But it is the oil and gas well development provisions in the new plan that are the biggest surprise and will fuel much discussion around the 513,000-acre national forest with the motto "Land of Many Uses."
William Connelly, forest service planning officer, said the new 10-year land and resource management plan closely resembles the service's preferred proposal reviewed in public hearings last year, except for the addition of the oil and gas development provisions.
"The most change in the plan is in our direction on oil and gas," Mr. Connelly said. "We want to do a better job working with the oil and gas firms on well siting so that there is the least impact on surface values."
In what may be a precursor of that new direction, the Forest Service filed an official objection in January to an application to drill four oil and gas wells on and near the 4,600-mile North Country Trail in McKean County. In February it filed another objection to a proposal to drill five wells along state Route 59 in Warren County, designated the Longhouse National Scenic Byway.

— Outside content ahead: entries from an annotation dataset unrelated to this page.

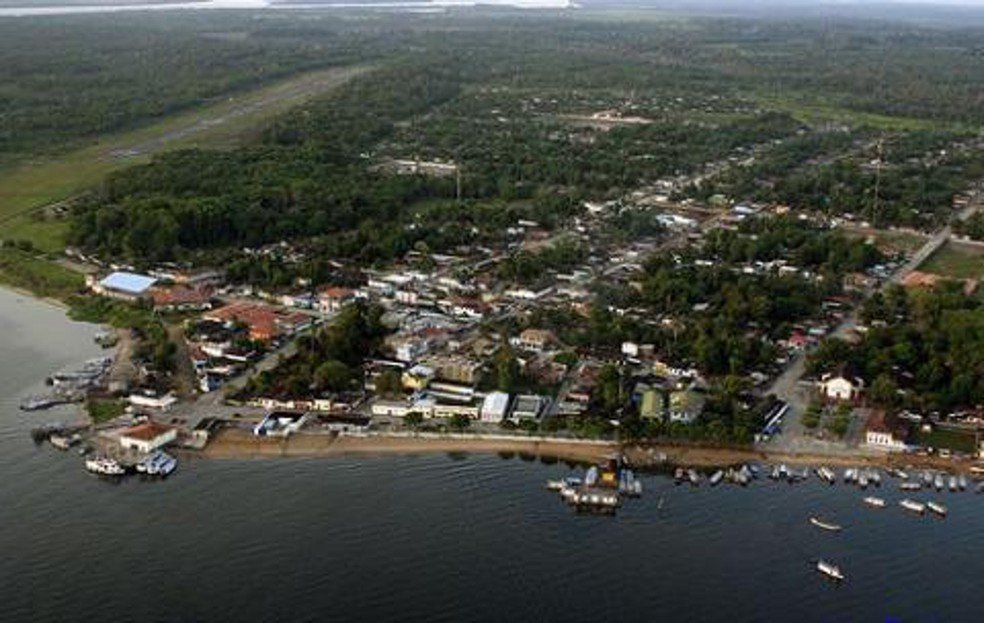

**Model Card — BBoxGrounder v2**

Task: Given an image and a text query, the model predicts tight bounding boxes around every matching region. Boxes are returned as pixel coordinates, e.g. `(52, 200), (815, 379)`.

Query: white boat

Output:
(687, 469), (700, 487)
(810, 517), (844, 532)
(136, 450), (178, 478)
(85, 457), (126, 476)
(817, 467), (837, 485)
(899, 498), (926, 515)
(817, 560), (844, 582)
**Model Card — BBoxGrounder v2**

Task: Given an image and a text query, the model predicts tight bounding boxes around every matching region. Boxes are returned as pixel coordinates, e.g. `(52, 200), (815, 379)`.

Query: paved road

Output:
(763, 204), (979, 454)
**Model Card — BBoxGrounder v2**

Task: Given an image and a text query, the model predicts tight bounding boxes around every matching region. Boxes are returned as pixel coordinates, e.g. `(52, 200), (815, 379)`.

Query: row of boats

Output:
(673, 464), (984, 493)
(85, 450), (178, 478)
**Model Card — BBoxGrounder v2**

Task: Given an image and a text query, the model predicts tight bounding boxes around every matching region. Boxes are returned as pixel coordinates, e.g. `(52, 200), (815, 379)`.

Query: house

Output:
(510, 329), (557, 353)
(86, 271), (157, 301)
(372, 400), (413, 417)
(427, 356), (482, 385)
(119, 420), (178, 454)
(509, 394), (548, 422)
(669, 389), (707, 424)
(479, 392), (509, 424)
(819, 374), (864, 402)
(253, 411), (307, 437)
(127, 391), (178, 411)
(401, 365), (434, 391)
(864, 409), (907, 452)
(150, 286), (212, 312)
(318, 287), (355, 313)
(639, 387), (665, 420)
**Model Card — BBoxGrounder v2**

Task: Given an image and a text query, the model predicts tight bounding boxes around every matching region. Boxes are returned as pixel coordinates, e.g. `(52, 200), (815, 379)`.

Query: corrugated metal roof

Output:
(99, 272), (157, 294)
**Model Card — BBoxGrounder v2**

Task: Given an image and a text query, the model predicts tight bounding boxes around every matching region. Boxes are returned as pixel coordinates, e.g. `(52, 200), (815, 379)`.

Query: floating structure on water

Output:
(899, 498), (926, 515)
(547, 456), (642, 513)
(817, 560), (847, 582)
(85, 457), (126, 476)
(864, 495), (885, 508)
(810, 517), (844, 532)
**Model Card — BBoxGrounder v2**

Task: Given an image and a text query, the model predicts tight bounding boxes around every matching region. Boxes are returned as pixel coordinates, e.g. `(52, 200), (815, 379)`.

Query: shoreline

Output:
(196, 428), (975, 472)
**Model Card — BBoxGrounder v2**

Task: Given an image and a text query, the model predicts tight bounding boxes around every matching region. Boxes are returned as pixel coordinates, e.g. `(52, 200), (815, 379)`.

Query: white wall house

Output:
(119, 420), (178, 454)
(819, 374), (864, 402)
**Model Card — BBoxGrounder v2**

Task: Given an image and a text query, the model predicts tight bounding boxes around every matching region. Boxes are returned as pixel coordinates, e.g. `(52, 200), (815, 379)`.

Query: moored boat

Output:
(864, 495), (885, 508)
(899, 498), (926, 515)
(817, 560), (845, 582)
(85, 457), (126, 476)
(810, 517), (844, 532)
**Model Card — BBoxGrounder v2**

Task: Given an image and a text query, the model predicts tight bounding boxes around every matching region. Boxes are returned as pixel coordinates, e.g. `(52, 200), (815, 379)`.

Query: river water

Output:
(0, 290), (984, 623)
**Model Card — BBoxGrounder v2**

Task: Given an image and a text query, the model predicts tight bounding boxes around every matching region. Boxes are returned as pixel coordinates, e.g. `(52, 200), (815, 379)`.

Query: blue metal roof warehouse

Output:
(99, 271), (157, 296)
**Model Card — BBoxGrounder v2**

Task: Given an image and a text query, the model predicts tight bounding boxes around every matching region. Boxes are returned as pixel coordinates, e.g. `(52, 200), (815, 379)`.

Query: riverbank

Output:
(200, 428), (971, 472)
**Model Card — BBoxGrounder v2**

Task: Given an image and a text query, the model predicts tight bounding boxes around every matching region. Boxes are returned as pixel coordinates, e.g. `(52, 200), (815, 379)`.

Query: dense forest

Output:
(57, 14), (984, 274)
(809, 284), (984, 413)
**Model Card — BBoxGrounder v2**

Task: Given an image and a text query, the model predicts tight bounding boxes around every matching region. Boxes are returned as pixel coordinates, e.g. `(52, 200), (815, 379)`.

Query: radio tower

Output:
(871, 137), (884, 229)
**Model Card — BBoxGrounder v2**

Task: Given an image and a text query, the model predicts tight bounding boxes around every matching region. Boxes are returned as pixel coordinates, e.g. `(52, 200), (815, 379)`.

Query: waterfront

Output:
(0, 290), (984, 622)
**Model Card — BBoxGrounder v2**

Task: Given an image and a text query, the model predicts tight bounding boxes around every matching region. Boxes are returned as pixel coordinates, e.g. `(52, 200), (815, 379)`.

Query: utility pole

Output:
(454, 162), (461, 203)
(871, 137), (884, 229)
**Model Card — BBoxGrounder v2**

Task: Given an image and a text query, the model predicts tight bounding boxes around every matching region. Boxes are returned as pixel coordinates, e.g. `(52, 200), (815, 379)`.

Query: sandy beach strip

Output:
(196, 428), (969, 471)
(202, 428), (618, 462)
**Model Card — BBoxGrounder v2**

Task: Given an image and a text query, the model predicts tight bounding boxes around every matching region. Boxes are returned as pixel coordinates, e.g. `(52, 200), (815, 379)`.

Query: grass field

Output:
(0, 66), (368, 252)
(0, 247), (85, 300)
(919, 241), (984, 279)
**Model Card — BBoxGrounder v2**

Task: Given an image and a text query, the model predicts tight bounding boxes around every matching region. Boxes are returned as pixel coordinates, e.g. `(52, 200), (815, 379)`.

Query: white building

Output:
(479, 392), (509, 424)
(119, 420), (178, 454)
(864, 410), (906, 452)
(819, 374), (864, 402)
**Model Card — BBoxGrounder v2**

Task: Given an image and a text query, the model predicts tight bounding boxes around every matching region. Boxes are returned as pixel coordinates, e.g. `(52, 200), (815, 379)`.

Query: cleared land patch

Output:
(919, 240), (984, 279)
(0, 66), (369, 251)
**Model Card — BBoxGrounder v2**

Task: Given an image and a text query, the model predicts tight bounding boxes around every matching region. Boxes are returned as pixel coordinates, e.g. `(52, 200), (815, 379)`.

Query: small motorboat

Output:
(864, 495), (885, 508)
(899, 498), (926, 515)
(817, 560), (845, 582)
(810, 517), (844, 532)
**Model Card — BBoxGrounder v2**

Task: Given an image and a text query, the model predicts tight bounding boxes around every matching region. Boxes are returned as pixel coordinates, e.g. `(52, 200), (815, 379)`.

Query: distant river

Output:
(0, 290), (984, 623)
(0, 0), (568, 17)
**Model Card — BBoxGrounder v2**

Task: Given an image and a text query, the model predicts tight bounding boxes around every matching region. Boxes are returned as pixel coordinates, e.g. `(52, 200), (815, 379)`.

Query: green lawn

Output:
(916, 429), (977, 453)
(0, 247), (85, 300)
(0, 66), (368, 252)
(919, 242), (984, 279)
(86, 398), (126, 424)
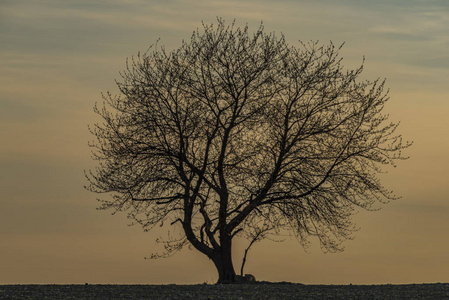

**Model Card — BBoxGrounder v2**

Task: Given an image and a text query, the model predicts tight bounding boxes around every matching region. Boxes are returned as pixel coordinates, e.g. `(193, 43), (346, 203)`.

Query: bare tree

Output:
(87, 19), (410, 283)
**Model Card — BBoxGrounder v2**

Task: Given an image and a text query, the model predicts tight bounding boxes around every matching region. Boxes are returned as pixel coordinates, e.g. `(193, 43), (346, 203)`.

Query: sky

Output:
(0, 0), (449, 284)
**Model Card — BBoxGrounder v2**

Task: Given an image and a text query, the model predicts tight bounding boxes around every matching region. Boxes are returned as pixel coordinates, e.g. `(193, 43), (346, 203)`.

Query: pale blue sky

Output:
(0, 0), (449, 284)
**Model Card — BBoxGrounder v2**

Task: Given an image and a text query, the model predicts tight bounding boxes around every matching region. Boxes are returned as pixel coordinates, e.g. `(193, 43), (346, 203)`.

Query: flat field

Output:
(0, 283), (449, 300)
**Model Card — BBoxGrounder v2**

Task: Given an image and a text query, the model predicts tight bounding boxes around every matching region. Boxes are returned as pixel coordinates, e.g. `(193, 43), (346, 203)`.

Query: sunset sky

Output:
(0, 0), (449, 284)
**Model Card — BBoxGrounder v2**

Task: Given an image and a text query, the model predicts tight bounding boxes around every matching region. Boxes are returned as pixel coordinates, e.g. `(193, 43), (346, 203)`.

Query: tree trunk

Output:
(212, 241), (235, 284)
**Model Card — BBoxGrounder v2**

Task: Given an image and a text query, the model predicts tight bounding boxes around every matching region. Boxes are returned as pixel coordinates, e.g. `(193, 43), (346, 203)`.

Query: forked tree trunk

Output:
(212, 241), (235, 284)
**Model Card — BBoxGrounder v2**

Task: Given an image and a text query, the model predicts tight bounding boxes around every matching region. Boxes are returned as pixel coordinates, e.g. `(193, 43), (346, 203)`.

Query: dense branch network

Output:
(88, 20), (410, 280)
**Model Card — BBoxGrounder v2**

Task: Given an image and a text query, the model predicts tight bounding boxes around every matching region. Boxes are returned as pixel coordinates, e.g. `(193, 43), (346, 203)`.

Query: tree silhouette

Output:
(86, 19), (410, 283)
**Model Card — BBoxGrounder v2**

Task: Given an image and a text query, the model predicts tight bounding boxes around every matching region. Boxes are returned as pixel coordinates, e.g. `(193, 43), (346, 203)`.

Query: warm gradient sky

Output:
(0, 0), (449, 284)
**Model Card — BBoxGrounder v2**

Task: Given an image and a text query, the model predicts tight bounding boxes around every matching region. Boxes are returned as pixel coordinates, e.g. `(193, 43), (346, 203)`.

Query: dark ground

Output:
(0, 283), (449, 300)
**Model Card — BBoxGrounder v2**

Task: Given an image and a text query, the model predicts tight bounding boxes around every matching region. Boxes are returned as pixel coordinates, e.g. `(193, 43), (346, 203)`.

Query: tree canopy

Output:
(87, 19), (410, 282)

The official objections to oil and gas development permit proposals are the first ever filed by federal officials in the Allegheny, where the mineral or subsurface rights under 93 percent of the forest are owned by individuals and oil and gas companies.
When Pennsylvania's only federal forest was cobbled in 1923 by purchasing mostly clear-cut and fire-scarred private land in Elk, Forest, McKean and Warren counties, the federal government did not appropriate enough money to also buy the underlying mineral rights. In recent years, development of those oil and gas properties has accelerated due to higher oil and gas prices, and some of the 1.2 million recreational visitors a year have started to notice.
"Because of increased oil and gas activity in a lot of places where there wasn't activity before, we're looking at our options more broadly and making objections is one of our options," said Steve Miller, a national forest spokesman. "Oil and gas operators have been very cooperative in the past, but the increased drilling volume creates friction points."
In the official objection letter sent to the state Department of Environmental Protection, which issues permits for the wells, District Ranger Robert Fallon states that the location along the North Country Trail of the four wells proposed by Howard Drilling Inc. of Mount Jewett, McKean County, "will jeopardize and cause irreversible damage to this national scenic trail." Gas well development proposals in previous years have caused rerouting of the trail. A meeting of the developers, DEP officials and Forest Service representatives is scheduled for Tuesday.
Similar language is contained in the letter signed by Allegheny Forest Supervisor Kathleen Morse that objects to the five wells proposed by U.S. Energy Development Corp. of Getzville, N.Y.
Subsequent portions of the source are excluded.